Alvaro Garcìa Linera, prima di diventare vicepresidente della Bolivia, ha sostenuto che le comunità indigene sono portatrici di una razionalità contraddittoria in quanto differente da quella del mercato capitalistico, ma da secoli formalmente subordinata ad esso. Le stimmate della subalternità sono internalizzate nelle loro stesse strutture riproduttive e nel loro immaginario. I movimenti indigeni non possono perciò nascere dalla semplice riproposizione del passato, ma dalla riattivazione delle forme di ribellione del passato stesso. Solo un sostanziale rinnovamento delle comunità realmente esistenti (in termini blochiani, un nuovo montaggio degli elementi in esse contenuti), consente di esprimere un conflitto in grado di entrare in un rapporto di coalizione negoziata con le masse urbane.17 Successivamente lo stesso Garcìa Linera ha sostenuto che l’identità di classe delle masse urbane è stata sussunta sotto quella entnico-culturale del nazionalismo indigeno diventando l’identità mobilitante principale.18
È probabilmente la presupposizione di questo primato, opinabile o meno che sia, a nutrire la convinzione di Garcìa Linera che in Bolivia non sia possibile andar oltre il consolidamento di un capitalismo andino-amazzonico, caratterizzato dalla compresenza di una produzione capitalista moderna e da forme produttive comunitarie, con lo stato incaricato di rafforzare queste ultime.19 Una cosa risulta comunque certa: la convivenza tra queste due forme è tutt’altro che pacifica. Lo testimonia con evidenza l’Ecuador che, insieme alla Bolivia, ha inserito nella costituzione il buen vivir, visone del mondo che nasce proprio da antiche forme di vita e di pensiero indigene. Suona quasi beffardo il fatto che proprio in questo paese si sia è presentata nella forma forse più acuta la contraddizione tra le esigenze della moderna industria estrattiva e la gestione tradizionale delle risorse naturali da parte delle popolazioni autoctone.
Quelli accennati sono solo alcuni esempi dei problemi che affliggono il continente ribelle. Soprattutto ora che, dopo le sconfitte elettorali delle sinistre in Argentina e Venezuela, il ciclo dei governi progressisti del Sud America appare terminato o, comunque, in gravissimo affanno. A tale difficoltà ha contribuito in maniera decisiva il fatto che i governi di sinistra non sono riusciti a modificare significativamente il modello finanziario-estrattivista delle loro economie. Passato il ciclo degli alti prezzi delle materie prime, che ha consentito una significativa redistribuzione di ricchezze senza modificare sostanzialmente il sistema produttivo, i nodi sono venuti al pettine. E qui torna in gioco la corrente fredda del marxismo che risulta indispensabile per individuare e affrontare lucidamente le contraddizioni oggettive da sciogliere per non essere costretti ad assistere al ritorno dell’oscurità, laddove si era annunciata l’aurora.

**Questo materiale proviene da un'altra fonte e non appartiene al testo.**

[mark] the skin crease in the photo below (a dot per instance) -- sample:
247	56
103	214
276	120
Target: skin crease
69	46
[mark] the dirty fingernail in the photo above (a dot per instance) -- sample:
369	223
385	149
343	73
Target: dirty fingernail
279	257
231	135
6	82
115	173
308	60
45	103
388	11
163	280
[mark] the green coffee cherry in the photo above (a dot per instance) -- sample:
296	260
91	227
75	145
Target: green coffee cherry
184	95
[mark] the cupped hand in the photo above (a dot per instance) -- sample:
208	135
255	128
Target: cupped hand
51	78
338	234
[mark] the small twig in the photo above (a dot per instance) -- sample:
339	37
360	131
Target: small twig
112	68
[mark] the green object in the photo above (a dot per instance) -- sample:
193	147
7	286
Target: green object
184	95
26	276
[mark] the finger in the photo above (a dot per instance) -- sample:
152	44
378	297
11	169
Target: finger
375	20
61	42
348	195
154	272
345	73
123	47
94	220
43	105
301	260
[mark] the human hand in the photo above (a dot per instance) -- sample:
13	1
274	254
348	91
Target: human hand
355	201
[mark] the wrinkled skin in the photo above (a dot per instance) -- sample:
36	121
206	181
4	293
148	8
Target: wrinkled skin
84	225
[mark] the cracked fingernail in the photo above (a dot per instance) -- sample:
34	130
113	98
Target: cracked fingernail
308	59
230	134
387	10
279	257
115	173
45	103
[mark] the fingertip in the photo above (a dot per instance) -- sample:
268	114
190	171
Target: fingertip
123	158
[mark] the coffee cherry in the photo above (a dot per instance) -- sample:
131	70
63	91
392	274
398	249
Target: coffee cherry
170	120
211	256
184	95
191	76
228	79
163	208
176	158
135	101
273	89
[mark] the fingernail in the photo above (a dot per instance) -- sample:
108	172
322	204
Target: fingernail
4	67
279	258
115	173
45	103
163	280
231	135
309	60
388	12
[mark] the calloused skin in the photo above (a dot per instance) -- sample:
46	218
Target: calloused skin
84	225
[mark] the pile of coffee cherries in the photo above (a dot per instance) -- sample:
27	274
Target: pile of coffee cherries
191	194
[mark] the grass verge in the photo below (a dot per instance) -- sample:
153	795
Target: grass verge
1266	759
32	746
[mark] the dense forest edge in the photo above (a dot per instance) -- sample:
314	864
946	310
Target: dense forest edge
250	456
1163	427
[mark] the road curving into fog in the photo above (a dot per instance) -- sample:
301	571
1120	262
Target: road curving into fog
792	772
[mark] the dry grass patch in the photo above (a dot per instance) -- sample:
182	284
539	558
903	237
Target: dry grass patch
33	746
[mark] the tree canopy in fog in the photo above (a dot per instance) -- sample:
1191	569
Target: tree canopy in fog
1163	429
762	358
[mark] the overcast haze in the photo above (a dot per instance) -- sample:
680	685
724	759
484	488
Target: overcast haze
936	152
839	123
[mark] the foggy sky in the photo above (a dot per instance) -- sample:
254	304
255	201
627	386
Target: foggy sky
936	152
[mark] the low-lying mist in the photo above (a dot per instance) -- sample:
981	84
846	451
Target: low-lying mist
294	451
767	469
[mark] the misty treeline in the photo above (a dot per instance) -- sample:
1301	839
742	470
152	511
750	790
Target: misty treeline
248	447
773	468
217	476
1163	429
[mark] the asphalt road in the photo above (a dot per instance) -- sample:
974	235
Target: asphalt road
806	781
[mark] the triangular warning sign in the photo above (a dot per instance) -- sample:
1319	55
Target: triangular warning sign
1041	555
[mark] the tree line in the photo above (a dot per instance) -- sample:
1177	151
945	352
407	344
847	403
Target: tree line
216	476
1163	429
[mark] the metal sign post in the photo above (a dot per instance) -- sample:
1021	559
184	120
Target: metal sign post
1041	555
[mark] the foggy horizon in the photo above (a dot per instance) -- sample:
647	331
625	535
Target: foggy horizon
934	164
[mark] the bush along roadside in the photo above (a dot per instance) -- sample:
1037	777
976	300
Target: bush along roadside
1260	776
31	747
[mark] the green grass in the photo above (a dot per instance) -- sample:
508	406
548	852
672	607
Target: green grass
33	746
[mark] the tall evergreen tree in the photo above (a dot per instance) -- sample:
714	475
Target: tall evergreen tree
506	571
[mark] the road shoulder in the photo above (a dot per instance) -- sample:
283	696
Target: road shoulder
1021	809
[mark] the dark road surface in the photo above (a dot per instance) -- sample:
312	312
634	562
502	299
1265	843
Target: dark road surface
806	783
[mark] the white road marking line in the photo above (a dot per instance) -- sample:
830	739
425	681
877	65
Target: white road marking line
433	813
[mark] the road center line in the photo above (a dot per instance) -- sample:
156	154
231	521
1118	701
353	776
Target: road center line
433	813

  1. Ernst Bloch, Eredità di questo tempo, Mimesis, 2015, p. 204. 

  2. Ivi, p. 205. 

  3. Ivi, p. 145. 

  4. Ivi, p. 79. 

  5. Ivi, p. 155. 

  6. Ivi, p. 319. 

  7. Ivi, p. 319 

  8. Ivi, p. 198. 

  9. Ivi, p. 171. 

  10. Ivi, p. 102. 

  11. Ivi, p. 165. 

  12. Ibidem. 

  13. Ivi, p. 168. 

  14. Ivi, p. 179. 

  15. Ivi, p. 166. 

  16. Ivi, p. 199. 

  17. Cfr. Alvaro Garcìa Linera, Plebeian Power. Collective Action and Indigenous, Working-Class and Popular Identities in Bolivia, Haymarket Books, 2014, pp. 155-157. 

  18. Cfr. ivi, p. 279. 

  19. Cfr. Pablo Stefanoni, “Alvaro Garcìa Linera: Reflections on Two Centuries of Bolivia”, in Alvaro Garcìa Linera, Plebeian Power, cit., p.11.